5. Know what to do with what’s left – and have plans to divert for use, recover, or recycle
Even with all the steps taken to reduce the food waste, some amount of food will be left over or thrown away. But, that does not mean that it needs to end up in a landfill. The options below can be pre-identified while you make plans to minimize waste.
Food that was prepared but not sold can be donated to food banks and soup kitchens, and partnering with charity organization will help distribute meals to those in need.
Onsite or Centralized Composting
Onsite composting can be a good option if you have the adequate area and means to perform it. This will lead to reduced or negligible hauling and disposal costs for the waste produced. With an initial investment and an appropriate area requiring for this, the next best would be to divert it to a commercial facility.
Diverting to other places such as animal farms may be an option to explore if such is available in the locality.
The goal to achieve zero waste is not just a vision – It is a practical reality if the commitment for continuous improvement remains.

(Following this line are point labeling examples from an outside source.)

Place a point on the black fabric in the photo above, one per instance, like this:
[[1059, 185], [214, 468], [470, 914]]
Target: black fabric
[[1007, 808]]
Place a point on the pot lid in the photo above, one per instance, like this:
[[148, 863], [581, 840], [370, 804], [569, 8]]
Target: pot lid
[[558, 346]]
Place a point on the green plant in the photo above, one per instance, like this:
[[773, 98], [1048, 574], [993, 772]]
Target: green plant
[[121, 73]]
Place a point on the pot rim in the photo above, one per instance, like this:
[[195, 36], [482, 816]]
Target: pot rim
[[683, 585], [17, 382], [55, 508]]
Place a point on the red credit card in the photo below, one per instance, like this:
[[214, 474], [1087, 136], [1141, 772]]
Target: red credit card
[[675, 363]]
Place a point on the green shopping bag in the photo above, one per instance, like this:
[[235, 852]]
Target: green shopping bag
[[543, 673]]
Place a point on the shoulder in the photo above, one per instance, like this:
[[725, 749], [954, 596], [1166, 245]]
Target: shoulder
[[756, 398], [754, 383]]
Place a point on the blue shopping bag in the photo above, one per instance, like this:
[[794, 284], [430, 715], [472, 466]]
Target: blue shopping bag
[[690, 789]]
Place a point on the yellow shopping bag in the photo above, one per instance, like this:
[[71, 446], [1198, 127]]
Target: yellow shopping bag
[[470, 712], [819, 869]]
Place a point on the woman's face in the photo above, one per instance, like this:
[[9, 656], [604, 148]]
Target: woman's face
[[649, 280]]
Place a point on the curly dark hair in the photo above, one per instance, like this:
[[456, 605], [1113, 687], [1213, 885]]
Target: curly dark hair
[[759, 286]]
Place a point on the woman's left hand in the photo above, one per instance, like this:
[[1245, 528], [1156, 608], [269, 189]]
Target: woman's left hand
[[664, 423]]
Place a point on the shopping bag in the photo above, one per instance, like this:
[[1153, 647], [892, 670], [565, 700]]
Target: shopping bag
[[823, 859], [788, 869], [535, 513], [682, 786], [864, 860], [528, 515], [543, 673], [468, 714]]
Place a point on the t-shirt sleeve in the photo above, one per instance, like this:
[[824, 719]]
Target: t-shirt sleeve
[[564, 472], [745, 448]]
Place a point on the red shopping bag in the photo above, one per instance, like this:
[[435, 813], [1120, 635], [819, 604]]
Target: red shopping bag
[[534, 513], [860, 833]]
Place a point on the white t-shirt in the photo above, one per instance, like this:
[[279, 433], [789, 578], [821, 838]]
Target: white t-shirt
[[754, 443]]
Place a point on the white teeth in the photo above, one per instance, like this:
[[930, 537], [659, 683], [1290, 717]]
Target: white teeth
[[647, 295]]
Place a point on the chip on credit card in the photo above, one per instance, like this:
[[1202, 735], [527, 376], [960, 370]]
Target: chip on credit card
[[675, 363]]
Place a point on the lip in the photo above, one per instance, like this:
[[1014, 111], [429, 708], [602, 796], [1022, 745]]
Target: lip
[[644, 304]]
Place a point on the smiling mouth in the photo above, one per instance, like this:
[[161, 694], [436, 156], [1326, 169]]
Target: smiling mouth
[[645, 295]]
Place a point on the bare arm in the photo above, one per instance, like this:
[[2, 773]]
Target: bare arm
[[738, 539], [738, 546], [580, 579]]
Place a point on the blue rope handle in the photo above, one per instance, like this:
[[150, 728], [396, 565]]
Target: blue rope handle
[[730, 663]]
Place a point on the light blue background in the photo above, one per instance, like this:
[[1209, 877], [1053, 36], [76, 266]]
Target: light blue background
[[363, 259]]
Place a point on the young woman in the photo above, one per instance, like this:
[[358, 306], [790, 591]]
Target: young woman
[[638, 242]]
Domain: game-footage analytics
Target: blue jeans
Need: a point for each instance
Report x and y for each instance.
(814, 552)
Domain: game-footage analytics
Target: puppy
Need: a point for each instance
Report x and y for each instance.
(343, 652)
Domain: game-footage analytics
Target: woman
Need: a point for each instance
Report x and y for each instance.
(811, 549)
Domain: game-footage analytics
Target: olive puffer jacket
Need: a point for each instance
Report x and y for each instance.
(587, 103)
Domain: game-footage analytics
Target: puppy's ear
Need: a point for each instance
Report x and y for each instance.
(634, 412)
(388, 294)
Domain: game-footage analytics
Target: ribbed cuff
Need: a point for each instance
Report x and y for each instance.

The proposition for such improvements is not purely environmental, rather it creates value for businesses. A review of 1,200 business sites across 700 companies in 17 countries found that nearly every site evaluated achieved a positive return, with half seeing a 14-fold or greater return on investment(Craig Hanson & Peter Mitchell, 2017).
At testing times such as this, however invisible it may seem, humanity directly or indirectly competes for resources, and food is one such basic need. Being the privileged to have access to food, there is never a better time to make the best use out of what has travelled in a global value chain to feed us, so that it conserves the produce for many others.